Article
Towards the generation of synthetic images of palm vein patterns: a review
Autor
Salazar-Jurado, Edwin
Hernández-García, Ruber
Vilches-Ponce, Karina
Barrientos, Ricardo
Mora, Marco
Gaurav, Jaswal
Institución
Resumen
With the recent success of computer vision and deep learning, remarkable progress has been achieved on
automatic personal recognition using vein biometrics. However, collecting large-scale real-world training
data for palm vein recognition has turned out to be challenging, mainly due to the noise and irregular
variations included at the time of acquisition. Meanwhile, existing palm vein recognition datasets are usually
collected under near-infrared light, lacking detailed annotations on attributes (e.g., pose), so the influences
of different attributes on vein recognition have been poorly investigated.
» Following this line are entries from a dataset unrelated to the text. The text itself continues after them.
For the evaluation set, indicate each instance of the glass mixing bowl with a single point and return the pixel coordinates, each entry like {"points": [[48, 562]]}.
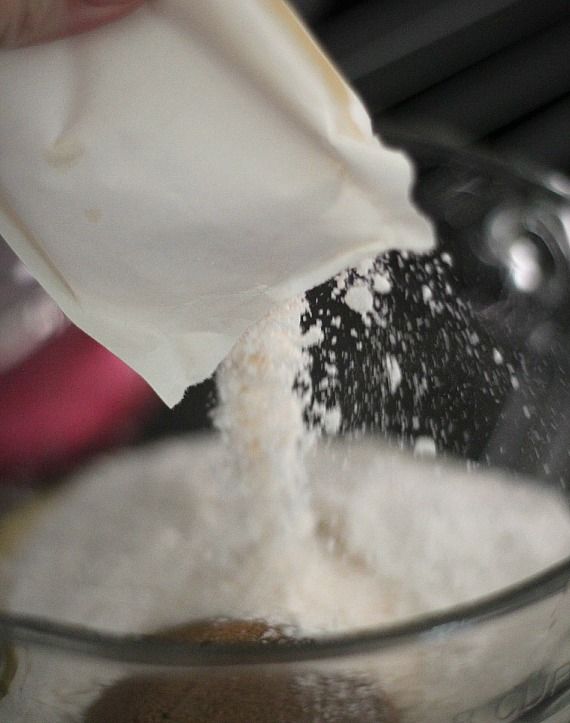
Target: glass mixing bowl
{"points": [[502, 658]]}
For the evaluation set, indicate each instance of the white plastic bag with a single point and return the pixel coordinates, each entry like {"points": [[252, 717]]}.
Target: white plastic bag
{"points": [[170, 177]]}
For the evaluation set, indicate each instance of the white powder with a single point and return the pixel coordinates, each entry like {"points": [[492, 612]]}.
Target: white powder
{"points": [[156, 537], [262, 522], [164, 524]]}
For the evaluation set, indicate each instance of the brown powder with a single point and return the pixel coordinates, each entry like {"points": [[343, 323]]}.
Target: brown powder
{"points": [[263, 695]]}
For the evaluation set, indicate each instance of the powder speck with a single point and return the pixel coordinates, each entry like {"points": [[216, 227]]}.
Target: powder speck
{"points": [[382, 283], [427, 293], [425, 447], [394, 372], [359, 299]]}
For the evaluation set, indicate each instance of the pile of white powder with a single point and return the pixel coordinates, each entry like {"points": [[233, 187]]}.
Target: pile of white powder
{"points": [[266, 520]]}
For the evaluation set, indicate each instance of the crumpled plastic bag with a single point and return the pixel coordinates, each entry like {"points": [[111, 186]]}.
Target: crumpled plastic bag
{"points": [[169, 178]]}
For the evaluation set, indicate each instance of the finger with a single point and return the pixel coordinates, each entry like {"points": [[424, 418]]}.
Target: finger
{"points": [[25, 22]]}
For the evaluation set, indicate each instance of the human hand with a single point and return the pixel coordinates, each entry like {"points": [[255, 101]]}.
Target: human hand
{"points": [[27, 22]]}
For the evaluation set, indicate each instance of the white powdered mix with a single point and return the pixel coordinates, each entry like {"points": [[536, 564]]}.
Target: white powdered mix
{"points": [[262, 522], [156, 537]]}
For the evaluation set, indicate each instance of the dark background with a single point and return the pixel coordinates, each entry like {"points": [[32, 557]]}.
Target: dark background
{"points": [[495, 72]]}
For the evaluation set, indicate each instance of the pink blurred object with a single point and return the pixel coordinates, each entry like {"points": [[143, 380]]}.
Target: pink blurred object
{"points": [[69, 398]]}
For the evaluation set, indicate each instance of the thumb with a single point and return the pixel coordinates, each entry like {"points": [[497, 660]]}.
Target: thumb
{"points": [[25, 22]]}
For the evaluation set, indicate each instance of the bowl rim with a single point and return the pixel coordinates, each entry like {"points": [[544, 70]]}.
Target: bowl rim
{"points": [[156, 651]]}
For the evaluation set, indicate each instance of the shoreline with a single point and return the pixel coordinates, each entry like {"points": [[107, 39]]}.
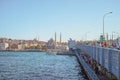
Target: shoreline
{"points": [[31, 50]]}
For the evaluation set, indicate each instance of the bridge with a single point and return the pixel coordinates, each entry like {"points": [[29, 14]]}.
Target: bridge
{"points": [[107, 58]]}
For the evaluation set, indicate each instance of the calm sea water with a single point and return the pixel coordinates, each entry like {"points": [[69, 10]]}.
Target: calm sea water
{"points": [[38, 66]]}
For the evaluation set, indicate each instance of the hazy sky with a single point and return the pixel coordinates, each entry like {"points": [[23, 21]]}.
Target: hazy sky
{"points": [[78, 19]]}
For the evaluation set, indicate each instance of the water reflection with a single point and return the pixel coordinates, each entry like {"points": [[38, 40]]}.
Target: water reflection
{"points": [[38, 66]]}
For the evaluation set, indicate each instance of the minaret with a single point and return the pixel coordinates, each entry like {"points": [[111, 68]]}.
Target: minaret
{"points": [[60, 38], [55, 37]]}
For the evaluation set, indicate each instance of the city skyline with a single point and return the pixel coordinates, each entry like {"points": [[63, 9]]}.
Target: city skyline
{"points": [[76, 19]]}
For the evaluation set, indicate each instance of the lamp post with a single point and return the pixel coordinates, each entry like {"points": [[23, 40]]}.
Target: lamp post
{"points": [[103, 21]]}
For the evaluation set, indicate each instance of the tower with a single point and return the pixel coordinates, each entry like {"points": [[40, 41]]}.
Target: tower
{"points": [[55, 37], [60, 38]]}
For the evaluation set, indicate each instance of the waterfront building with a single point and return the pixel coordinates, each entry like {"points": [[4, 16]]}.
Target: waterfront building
{"points": [[51, 44]]}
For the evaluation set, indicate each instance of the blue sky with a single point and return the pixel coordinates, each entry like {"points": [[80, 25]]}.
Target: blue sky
{"points": [[76, 19]]}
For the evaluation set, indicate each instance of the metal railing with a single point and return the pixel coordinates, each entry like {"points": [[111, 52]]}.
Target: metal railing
{"points": [[107, 57], [91, 74]]}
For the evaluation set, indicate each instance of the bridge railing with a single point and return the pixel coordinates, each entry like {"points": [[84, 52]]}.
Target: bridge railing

Therefore, this paper examines the
suitability of synthetic vein images generated to compensate for the urgent lack of publicly available large-
scale datasets. Firstly, we present an overview of recent research progress of palm vein recognition, from
the basic background knowledge to vein anatomical structure, data acquisition, public database, and quality
assessment procedures. Then, we focus on the state-of-the-art methods that have allowed the generation of
vascular structures for biometric purposes and the modeling of biological networks with their respective
application domains. In addition, we review the existing research on the generation of style transfer and
biological nature-based synthetic palm vein images algorithms. Afterward, we formalize a general flowchart
for the creation of a synthetic database comparing real palm vein images and generated synthetic samples to
obtain some understanding into the development of the realistic vein imaging system. Ultimately, we conclude
by discussing the challenges, insights, and future perspectives in generating synthetic palm vein images for
further works.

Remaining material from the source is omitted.